In the history of qing dynasty science, Lu Longqi's status was very high. However, if we combine the historical background, it is inevitable that some questions will arise: Is Lu Longqi a famous scholar of science or a Confucian heretic? How did he view the Yixia distinction in the early Qing Dynasty? How do you view the debate between righteousness and profit in the context of the budding of commodity trends? How to deal with spontaneous civil violence? These issues deserve our consideration and discussion. As a case study, we may be able to glimpse the efforts and struggles of Confucianism in developing itself in a particular historical era.
<h1 class="pgc-h-arrow-right" data-track="14" >, the diaphragm of yixia or the integration? </h1>
In the history of qing dynasty science, Lu Longqi's status was very high. He was the first person in the official Confucius Temple. However, if we combine the historical background, it is inevitable that some questions will arise: Is Lu Longqi a famous scholar of science or a Confucian heretic? He served as a zhi county in Jiading and received great praise, but 15 years before his birth (1630) (1615), Jiading had a "Three Massacres of Jiading" caused by the resistance to the Manchu Qing. How did Lu Longqi view the legitimacy of Manchu rule and incorporate it into the framework of Confucianism? What does he think of yixia's distinction? These problems are acute and cannot be avoided.

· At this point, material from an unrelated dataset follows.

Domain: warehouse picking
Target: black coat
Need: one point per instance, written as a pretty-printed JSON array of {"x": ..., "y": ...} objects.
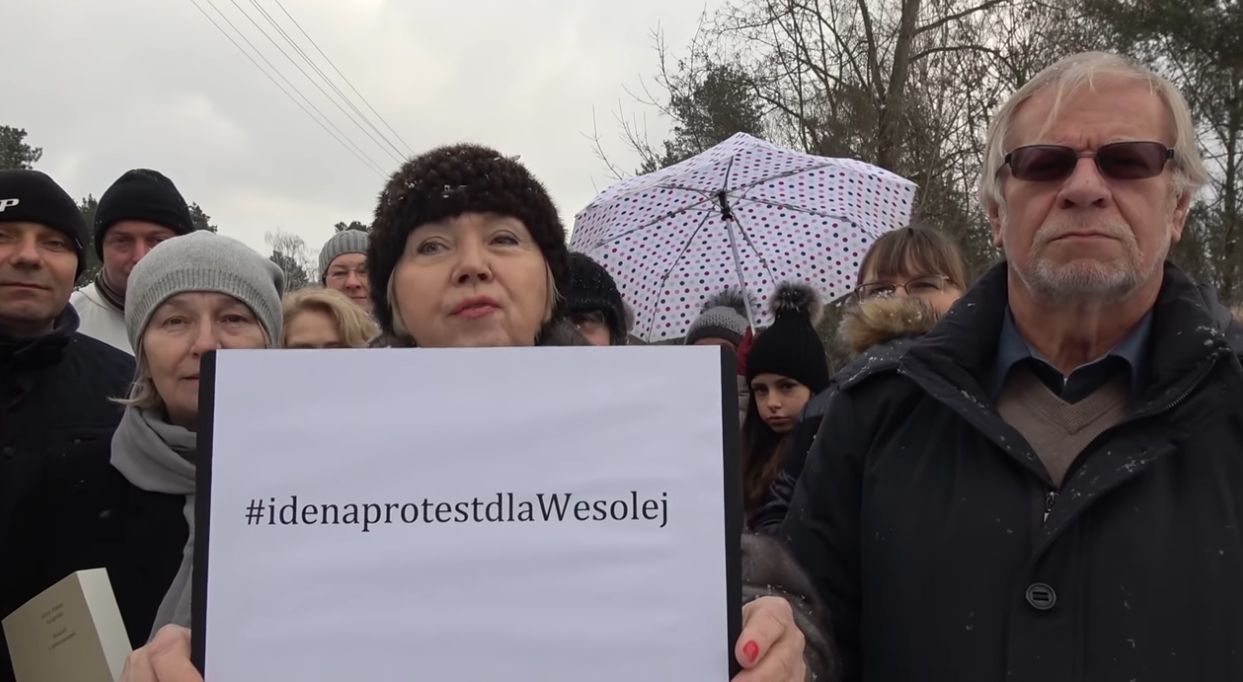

But Lu Longqi seems to have evaded these questions. It must be noted that I have been in contact with Lu Longqi for a very short time, and as far as the current reading is concerned, it seems that I cannot find his clear attitude on the debate between Yixia and Yixia. In the Songyang Lecture Notes, he explains and guides some of the chapters of the Confucian classic text "Four Books", but in this book, it seems that his position on the Debate of Yixia cannot be clearly found. The "Four Books", on their own, can be elaborated in this regard. Whether this invisibility is unintentional or ulterior motives seems worth exploring further. The study of the history of ideas must certainly interpret what has already been presented, but also explain what is intentionally or unintentionally hidden. Those aphasias may contain other ideological implications.
If we consider the sensitivity and distress of Lu Longqi's Qing Dynasty to the Yixia dialectic, then we can generally guess that, first, this is Lu Longqi's survival move; second, it cannot be completely interpreted as being forced by external pressure, or that although Lu Longqi did not discuss this issue positively, he actually had an answer to this question in his heart. We can also see from his identification with and active participation in the Qing Dynasty's imperial examination system what this answer is, that is, he undoubtedly agreed with the political legitimacy of the Qing Dynasty and adopted a tolerant stance on the Yixia debate.
This avoidance is advantageous, that is, by avoiding certain sensitive issues and developing Confucianism; otherwise, clinging to the Yixia dialectic, on the one hand, exalting the classical doctrine (which is not undisputed), on the other hand, sacrificing oneself and the development of other parts of Confucianism. Another advantage is that such an accommodating stance may play an unexpectedly positive role elsewhere.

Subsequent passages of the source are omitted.